Кому там ещё (кроме Нестерова) она почём зря приписала космизм?
«Судьба Странника — соединение родного и вселенского. Он — универсален, он стоит как бы вне времени и временных потоков мира и судеб. Идеи всечеловечности, вселенскости проявились в космизме с особой силой. Космизм связан со стихиями земли, воды и неба. Над Россией самые большой воздушный бассейн: она обречена на вечные грезы о полетах. Русский космизм Серебряного века связан не только с расширением сознания, долга и ответственности человека и человечества, но и с укреплением темы личного пути, персонализацией личного выбора. Н. А. Бердяев называет В. В. Розанова «гениальным выразителем русской религии родовой плоти, религии размножения и уюта». Серебряный век на место равнинной религиозности ставит горную, расширяет границы и пределы внутренней жизни и внутреннего чувствования. Эта нелюбовь к нормативности, к контролированию жизни ярко проявилась в странничестве. Именно странничество вобрало в себя сам дух русского космизма с его желанием преодоления преград, вплоть до земного тяготения. Образ странника (и это хорошо видно на полотнах Н. К. Рериха) связан с далями, горизонтами, небесным зодчеством, нескончаемыми путями-дорогами во имя незримого Града. Традиция странничества связывалась на Руси с укреплением и обретением религиозного чувства. Странничество явилось своеобразным способом осмысления пределов пространства, его границ, переходов, а значит тайн и загадок. Именно религиозное чувство мыслилось В. В. Розановым в качестве важнейшего моста с Космической беспредельностью: «...ни в одном из видов своего творчества природа человека не является в таком величии и в такой красоте, как в творчестве религиозном. Нигде человек не переступает того тесного предела, которым ограничен он, и даже в науке, поднимаясь в высшие сферы умозрения, он остается только ничтожною частицей мироздания, он сознает себя отделенным от этого мира, потому что сознает этот мир как внешний объект своей мысли; и только в той отрешенности от всего личного, от всего временного и земного, которая составляет сущность религиозного чувства, человек освобождается от уз своих и сливается с Космосом. И только в этом чувстве человеческая природа является собранною в одно целое». Именно религиозному чувству Розанов отводил главную роль в восстановлении утраченной связности человека и Космос» (Трофимова).
Странникам Рериха.
Надо признать, что красивое говорение само по себе может внушить, что угодно. И надо признать, что и религия спасения, и её враг, ницшеанство, будучи надмирными, похожи таки друг на друга. Только религия спасения всё-таки призвана примирить её исповедующего с нехорошестями Этого мира, а философское ницшеанство – трезвее. Суровее. Холоднее. И вот холодностью-то цвета Рерих и перешёл в философское ницшеанство. Оно, метафизическое иномирие, принципиально недостижимо, в отличие от христианского Царствия Божьего на небе для бестелесных душ спасённых. Радость от такого холодного ницшеанства только одна – умение его образ творцу создать, а восприемнику – воспринять. Подсознаниями (в первые годы и десятилетия нового появления ницшеанства в искусстве [оно периодически возвращается из небытия при страшных разочарованиях]).

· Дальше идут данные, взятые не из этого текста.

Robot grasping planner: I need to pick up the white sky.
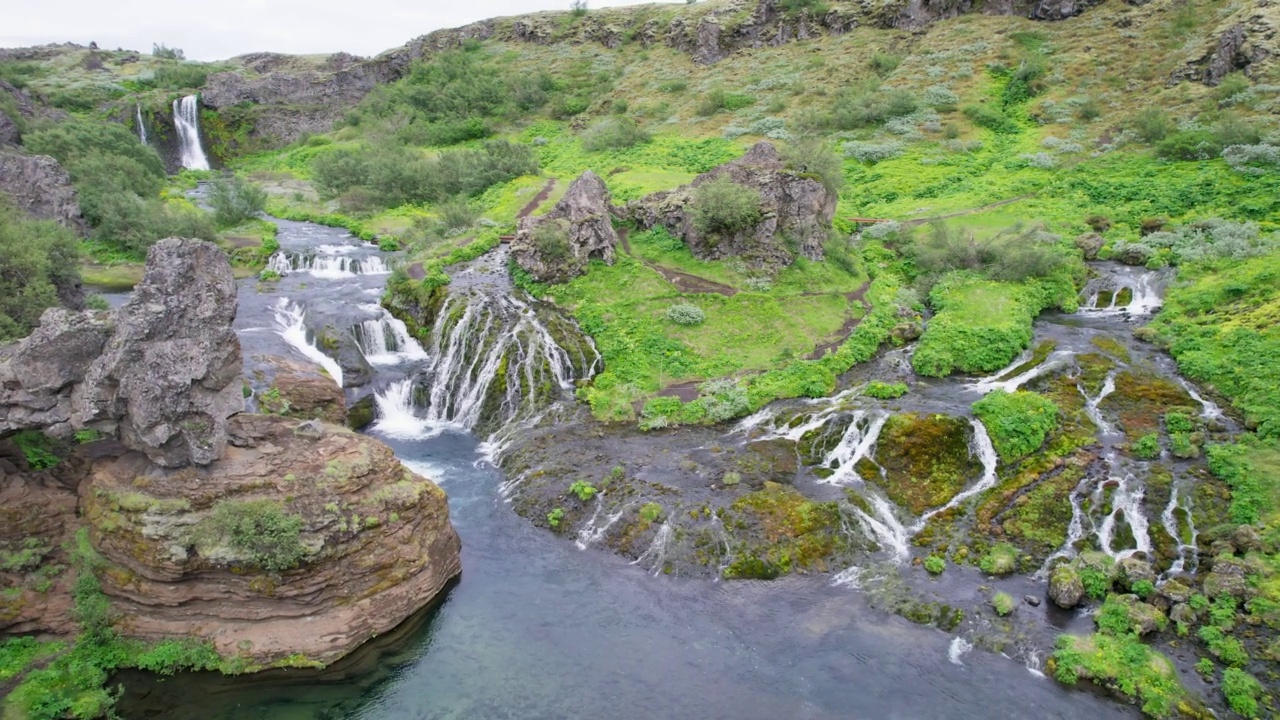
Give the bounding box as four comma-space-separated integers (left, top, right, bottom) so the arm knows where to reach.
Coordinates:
0, 0, 682, 60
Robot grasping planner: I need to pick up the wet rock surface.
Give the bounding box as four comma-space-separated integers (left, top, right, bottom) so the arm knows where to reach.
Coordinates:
625, 142, 837, 266
79, 415, 460, 665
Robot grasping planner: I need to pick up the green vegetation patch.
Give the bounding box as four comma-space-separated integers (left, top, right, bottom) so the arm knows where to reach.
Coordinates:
865, 413, 982, 515
973, 389, 1059, 462
724, 483, 847, 579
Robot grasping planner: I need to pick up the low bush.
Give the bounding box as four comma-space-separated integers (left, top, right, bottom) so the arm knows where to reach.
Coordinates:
581, 117, 650, 152
973, 389, 1059, 462
690, 174, 762, 236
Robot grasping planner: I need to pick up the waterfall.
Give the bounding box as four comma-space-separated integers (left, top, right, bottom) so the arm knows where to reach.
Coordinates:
631, 523, 676, 577
573, 492, 631, 550
352, 305, 428, 365
133, 104, 147, 145
266, 251, 392, 281
911, 419, 1000, 536
173, 95, 209, 170
964, 350, 1071, 395
375, 293, 599, 438
274, 297, 342, 387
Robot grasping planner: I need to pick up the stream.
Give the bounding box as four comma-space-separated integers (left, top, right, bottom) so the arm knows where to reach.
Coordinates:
119, 213, 1152, 720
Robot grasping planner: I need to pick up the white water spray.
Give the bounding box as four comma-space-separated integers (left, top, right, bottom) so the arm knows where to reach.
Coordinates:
274, 297, 342, 387
173, 95, 209, 170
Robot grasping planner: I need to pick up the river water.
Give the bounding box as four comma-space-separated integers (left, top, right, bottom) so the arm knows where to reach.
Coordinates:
120, 213, 1137, 720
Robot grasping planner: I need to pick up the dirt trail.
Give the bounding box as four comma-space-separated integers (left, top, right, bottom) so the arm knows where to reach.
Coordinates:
618, 228, 737, 297
902, 192, 1036, 228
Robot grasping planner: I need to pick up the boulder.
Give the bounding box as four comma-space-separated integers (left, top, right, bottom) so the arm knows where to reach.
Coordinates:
1075, 232, 1107, 260
1116, 557, 1156, 591
511, 170, 618, 282
79, 415, 461, 666
1048, 562, 1084, 610
1116, 594, 1169, 635
72, 238, 244, 468
0, 151, 88, 234
1203, 555, 1249, 600
0, 307, 114, 437
626, 142, 837, 266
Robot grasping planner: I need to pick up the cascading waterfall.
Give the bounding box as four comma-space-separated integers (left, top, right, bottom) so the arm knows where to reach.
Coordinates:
133, 104, 147, 145
173, 95, 209, 170
366, 289, 599, 438
352, 305, 428, 365
964, 350, 1073, 395
274, 297, 342, 387
266, 251, 392, 279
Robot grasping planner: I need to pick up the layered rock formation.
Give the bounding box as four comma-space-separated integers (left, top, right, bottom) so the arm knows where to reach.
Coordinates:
0, 238, 460, 669
511, 170, 618, 283
626, 142, 837, 265
79, 415, 461, 665
0, 151, 88, 234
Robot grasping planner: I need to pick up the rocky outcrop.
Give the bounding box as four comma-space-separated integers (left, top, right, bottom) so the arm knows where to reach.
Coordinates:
0, 307, 114, 436
73, 238, 244, 468
626, 142, 837, 266
0, 151, 88, 234
1048, 562, 1084, 610
79, 415, 460, 666
511, 170, 618, 282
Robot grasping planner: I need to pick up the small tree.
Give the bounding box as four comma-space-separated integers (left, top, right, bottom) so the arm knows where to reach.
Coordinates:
151, 42, 187, 60
209, 176, 266, 227
690, 174, 762, 234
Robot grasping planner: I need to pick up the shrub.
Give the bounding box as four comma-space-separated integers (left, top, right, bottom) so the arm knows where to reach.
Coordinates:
782, 136, 845, 192
690, 174, 762, 236
845, 140, 906, 165
663, 302, 707, 325
568, 480, 600, 502
207, 500, 306, 573
532, 220, 572, 263
1129, 433, 1160, 460
1133, 106, 1174, 143
964, 105, 1021, 135
973, 389, 1059, 462
581, 117, 649, 152
1222, 667, 1265, 717
0, 193, 79, 343
209, 176, 266, 227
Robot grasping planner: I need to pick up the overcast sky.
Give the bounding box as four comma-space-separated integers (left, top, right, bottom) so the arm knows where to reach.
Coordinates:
0, 0, 684, 60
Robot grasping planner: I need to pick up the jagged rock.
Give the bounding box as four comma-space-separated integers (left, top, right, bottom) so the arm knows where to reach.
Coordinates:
1116, 594, 1169, 635
1028, 0, 1102, 20
256, 356, 347, 424
0, 307, 114, 436
1075, 232, 1107, 260
79, 415, 460, 666
1169, 602, 1197, 625
0, 151, 88, 234
511, 170, 618, 282
72, 238, 244, 468
1048, 562, 1084, 610
1203, 555, 1249, 600
1116, 557, 1156, 589
626, 142, 837, 266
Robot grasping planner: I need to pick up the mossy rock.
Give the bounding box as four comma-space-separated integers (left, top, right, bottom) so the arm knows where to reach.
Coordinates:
870, 413, 982, 515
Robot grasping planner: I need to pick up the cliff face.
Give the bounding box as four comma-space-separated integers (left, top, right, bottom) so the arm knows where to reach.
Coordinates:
0, 238, 460, 667
79, 415, 461, 665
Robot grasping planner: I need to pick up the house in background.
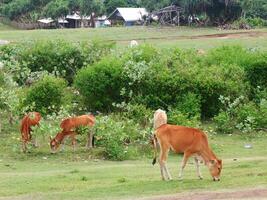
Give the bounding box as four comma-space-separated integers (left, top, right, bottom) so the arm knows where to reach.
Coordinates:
37, 18, 56, 28
95, 15, 111, 28
66, 13, 82, 28
107, 8, 148, 26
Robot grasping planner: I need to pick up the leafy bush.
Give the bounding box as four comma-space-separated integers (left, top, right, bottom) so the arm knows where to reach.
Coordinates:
121, 103, 153, 127
19, 41, 83, 83
213, 112, 235, 134
23, 76, 66, 114
214, 94, 267, 133
94, 116, 149, 160
74, 57, 123, 111
245, 53, 267, 89
80, 40, 115, 66
168, 108, 200, 127
246, 17, 267, 27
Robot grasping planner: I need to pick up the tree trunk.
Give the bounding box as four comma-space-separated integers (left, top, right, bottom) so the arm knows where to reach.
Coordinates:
90, 14, 95, 28
86, 130, 94, 149
9, 112, 14, 125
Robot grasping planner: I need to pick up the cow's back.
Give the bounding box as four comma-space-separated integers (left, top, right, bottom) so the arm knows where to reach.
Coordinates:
156, 124, 208, 153
60, 115, 95, 131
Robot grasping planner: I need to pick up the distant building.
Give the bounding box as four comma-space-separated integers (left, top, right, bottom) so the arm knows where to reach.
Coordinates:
37, 18, 56, 28
107, 8, 148, 26
66, 13, 82, 28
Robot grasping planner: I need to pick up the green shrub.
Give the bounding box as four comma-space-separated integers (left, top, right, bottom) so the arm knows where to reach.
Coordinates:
213, 112, 235, 134
245, 53, 267, 89
125, 104, 153, 127
94, 115, 146, 160
124, 44, 159, 63
19, 40, 84, 83
246, 17, 267, 27
74, 57, 124, 111
176, 92, 201, 119
23, 76, 66, 114
80, 40, 115, 66
168, 108, 200, 127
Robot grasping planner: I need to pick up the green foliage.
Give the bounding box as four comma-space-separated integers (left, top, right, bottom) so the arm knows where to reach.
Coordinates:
246, 17, 267, 27
80, 39, 115, 65
74, 57, 123, 111
43, 0, 69, 19
94, 116, 147, 160
23, 76, 68, 115
214, 96, 267, 133
124, 103, 153, 127
0, 40, 114, 85
214, 112, 234, 134
168, 108, 200, 127
19, 41, 84, 82
245, 53, 267, 89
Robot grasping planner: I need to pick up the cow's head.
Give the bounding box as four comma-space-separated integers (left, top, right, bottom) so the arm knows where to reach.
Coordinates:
208, 159, 222, 181
50, 136, 60, 153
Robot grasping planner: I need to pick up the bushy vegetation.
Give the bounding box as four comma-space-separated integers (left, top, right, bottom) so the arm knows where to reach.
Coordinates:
0, 0, 267, 25
0, 41, 267, 160
23, 76, 68, 115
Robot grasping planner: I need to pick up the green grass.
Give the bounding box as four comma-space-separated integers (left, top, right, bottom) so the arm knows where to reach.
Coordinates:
0, 118, 267, 199
0, 22, 15, 30
0, 27, 267, 49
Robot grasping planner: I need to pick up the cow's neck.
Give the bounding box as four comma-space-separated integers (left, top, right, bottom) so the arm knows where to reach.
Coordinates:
200, 147, 217, 164
55, 132, 66, 143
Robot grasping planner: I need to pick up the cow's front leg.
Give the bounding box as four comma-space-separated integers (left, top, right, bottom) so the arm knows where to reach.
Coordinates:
178, 152, 191, 180
194, 157, 203, 179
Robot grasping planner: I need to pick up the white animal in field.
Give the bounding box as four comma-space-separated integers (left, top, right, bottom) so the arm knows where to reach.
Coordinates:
130, 40, 138, 48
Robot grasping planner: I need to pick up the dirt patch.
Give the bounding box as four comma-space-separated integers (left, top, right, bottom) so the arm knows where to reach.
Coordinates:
140, 188, 267, 200
113, 31, 267, 42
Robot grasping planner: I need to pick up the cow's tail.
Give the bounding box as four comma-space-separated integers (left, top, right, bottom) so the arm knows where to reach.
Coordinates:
152, 134, 158, 165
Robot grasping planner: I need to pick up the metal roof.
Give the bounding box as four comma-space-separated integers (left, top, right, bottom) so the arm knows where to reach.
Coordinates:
108, 8, 148, 21
37, 18, 54, 24
66, 13, 81, 20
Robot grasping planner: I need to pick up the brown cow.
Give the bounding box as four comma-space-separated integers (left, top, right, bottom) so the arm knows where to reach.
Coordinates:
153, 110, 222, 181
20, 112, 41, 152
50, 115, 95, 153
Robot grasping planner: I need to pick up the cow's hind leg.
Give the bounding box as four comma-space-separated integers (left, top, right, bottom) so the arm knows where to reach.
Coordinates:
70, 132, 76, 151
179, 152, 191, 180
159, 145, 172, 180
194, 157, 203, 179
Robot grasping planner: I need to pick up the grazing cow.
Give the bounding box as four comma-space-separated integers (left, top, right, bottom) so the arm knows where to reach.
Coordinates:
130, 40, 138, 48
152, 110, 222, 181
20, 112, 41, 152
50, 115, 95, 153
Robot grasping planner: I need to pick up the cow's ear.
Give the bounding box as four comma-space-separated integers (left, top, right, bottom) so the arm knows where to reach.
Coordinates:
210, 160, 216, 165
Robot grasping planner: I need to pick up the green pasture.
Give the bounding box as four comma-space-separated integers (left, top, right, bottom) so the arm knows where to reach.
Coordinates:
0, 118, 267, 199
0, 25, 267, 49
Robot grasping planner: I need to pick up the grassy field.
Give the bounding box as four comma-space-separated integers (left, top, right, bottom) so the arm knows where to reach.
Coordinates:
0, 26, 267, 49
0, 118, 267, 199
0, 24, 267, 200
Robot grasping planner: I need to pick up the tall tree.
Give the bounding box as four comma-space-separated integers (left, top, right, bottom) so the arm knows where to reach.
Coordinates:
79, 0, 104, 27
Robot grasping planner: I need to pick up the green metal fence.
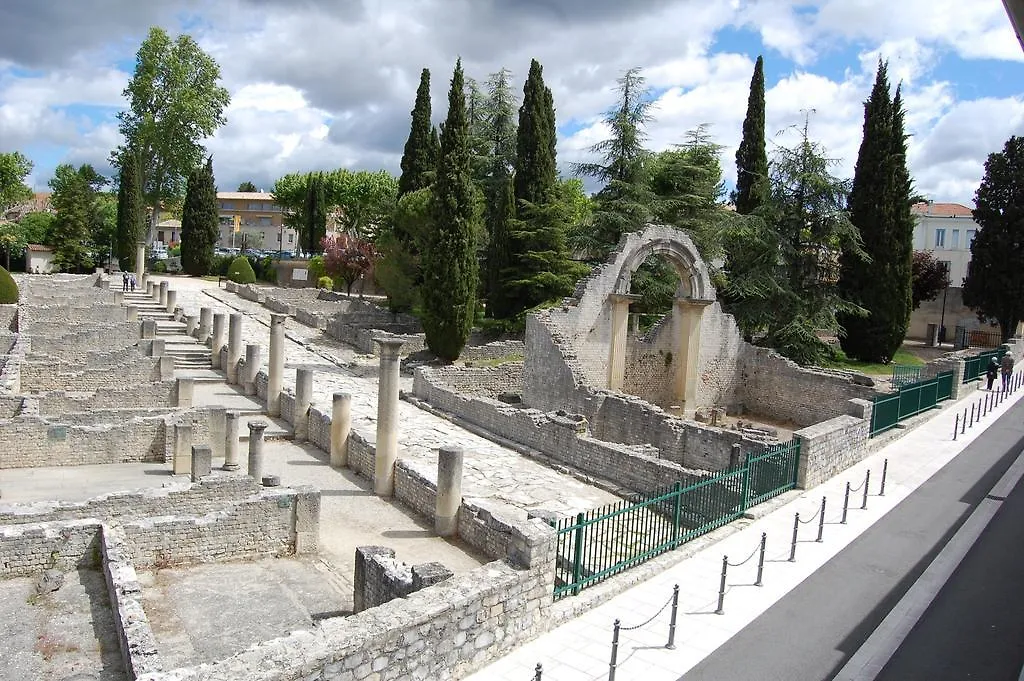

Вот выпишем слова из цитаты, вполне себе описывающие метафизическое иномирие: «вне времени», «нелюбовь к нормативности, к контролированию», «незримого», «беспредельностью», «отрешенности от всего временного и земного», «освобождается от уз».
Розанов просто протаскивает ницшеанство под видом религиозности (раз в стране существует цензура).
Теперь посмотрим, чем Рерих выражает этот идеал метафизического иномирия, какой странностью - ожидаю преобладание холодных тонов. (У недавно рассмотренного Нестерова, помним, такой странностью было искажение пространства через ошибки с отражением в воде.)
На реальных фотографиях Гималаев всё-таки встречаются тёплые краски
в 13 случаях из 42-х.
А у Рериха в картинах со странником?
По-моему, Рерих нарочно тут акцентирует, что он не христианин. Вне "Троицы" рублёвской у него даже жёлтый цвет – холодного оттенка.
Теплота света свечи опять нарочно показана мизерной по сравнению со всем остальным.
То же самое. И даже в названии – уход от религии.
Вот эта кругом гладкопись мне представляется образом неизменности, отсутствием времени.
Читая теперь первое, что я написал о Рерихе (см. тут), я поражаюсь ошибке своей памяти. Она мне говорила, что я-первоначальный описывал Рериха почти так же религиозно, как словами Розанова Трофимова описывает. Но теперь читаю: «А по сути-то – неизвестно, куда звать. Неприятная неопределенность...».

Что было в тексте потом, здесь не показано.